Toutefois, la perspective d'un départ négocié du dictateur irakien s'éloignant, et devant le raidissement des positions entre les partisans de la guerre, groupés autour des États-Unis et du Royaume-Uni, et leurs opposants, emmenés par la France, la Russie et la Chine, sa position évolue, et il dénonce l'éventualité d'un veto de la France au Conseil de sécurité de l'ONU. Au printemps 2003, il est, avec André Glucksmann, Pascal Bruckner, Alexandre Adler, Romain Goupil, Alain Madelin, Pierre Lellouche, Hervé Mariton, l'une des rares personnalités françaises à ne pas désapprouver la guerre engagée par les États-Unis et leurs alliés contre l'Irak.
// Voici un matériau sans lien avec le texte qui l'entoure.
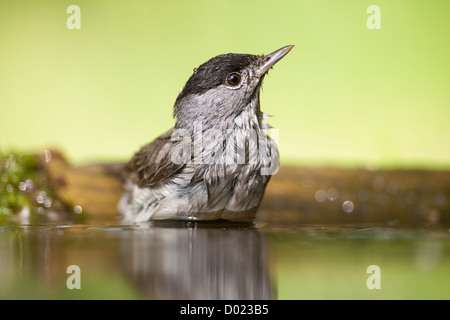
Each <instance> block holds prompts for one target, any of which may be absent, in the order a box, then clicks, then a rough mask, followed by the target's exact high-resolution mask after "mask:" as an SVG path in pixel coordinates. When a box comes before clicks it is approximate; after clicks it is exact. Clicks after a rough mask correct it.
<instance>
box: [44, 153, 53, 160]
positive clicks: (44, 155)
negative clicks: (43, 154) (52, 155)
mask: <svg viewBox="0 0 450 320" xmlns="http://www.w3.org/2000/svg"><path fill="white" fill-rule="evenodd" d="M50 160H52V153H51V152H50V151H49V150H44V161H45V162H50Z"/></svg>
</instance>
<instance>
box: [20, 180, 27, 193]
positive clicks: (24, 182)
mask: <svg viewBox="0 0 450 320" xmlns="http://www.w3.org/2000/svg"><path fill="white" fill-rule="evenodd" d="M19 189H20V191H25V190H27V184H26V183H25V182H23V181H22V182H21V183H19Z"/></svg>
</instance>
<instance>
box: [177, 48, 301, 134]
mask: <svg viewBox="0 0 450 320" xmlns="http://www.w3.org/2000/svg"><path fill="white" fill-rule="evenodd" d="M293 47H294V46H292V45H291V46H286V47H283V48H281V49H279V50H276V51H274V52H272V53H270V54H268V55H250V54H234V53H229V54H223V55H219V56H216V57H214V58H212V59H210V60H208V61H207V62H205V63H203V64H202V65H201V66H199V67H198V68H197V69H195V70H194V74H193V75H192V76H191V77H190V78H189V80H188V81H187V82H186V84H185V86H184V88H183V90H181V92H180V94H179V95H178V98H177V100H176V101H175V106H174V116H175V117H176V118H177V126H179V127H180V126H181V127H185V126H188V124H189V123H191V122H192V120H194V119H197V120H200V121H201V120H208V119H209V120H211V119H213V118H215V119H219V120H222V121H223V120H225V119H226V118H229V117H230V116H232V115H237V114H239V113H240V112H242V110H244V108H245V107H246V106H247V105H248V104H250V102H251V101H252V100H253V99H259V89H260V87H261V83H262V80H263V78H264V75H265V74H266V73H267V71H268V70H269V69H270V68H272V67H273V66H274V65H275V63H277V62H278V61H279V60H280V59H281V58H283V57H284V56H285V55H286V54H287V53H288V52H289V51H290V50H291V49H292V48H293ZM258 104H259V103H258ZM258 108H259V105H258Z"/></svg>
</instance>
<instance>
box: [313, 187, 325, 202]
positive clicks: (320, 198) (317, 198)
mask: <svg viewBox="0 0 450 320" xmlns="http://www.w3.org/2000/svg"><path fill="white" fill-rule="evenodd" d="M314 197H315V198H316V201H317V202H324V201H325V200H327V193H326V192H325V190H318V191H317V192H316V194H315V195H314Z"/></svg>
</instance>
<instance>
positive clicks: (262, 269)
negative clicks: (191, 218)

Ministre des Affaires étrangères et européennes, Bernard Kouchner se rendra à nouveau au Kurdistan d'Irak le 1er juin 2008, afin d'y inaugurer le premier Consulat général de France à Erbil, capitale de la Région du Kurdistan. Il y prononcera un discours bouclant ainsi une amitié avec les Kurdes de près de quarante ans. Deux ans après, en juin 2010, il accueillait à Paris, aux côtés du président Sarkozy, le président Massoud Barzani.
Le 25 septembre 2017, Bernard Kouchner fait partie des observateurs internationaux du référendum d'indépendance du Kurdistan d'Irak, aux côtés notamment du docteur Frédéric Tissot, ancien consul de France à Erbil.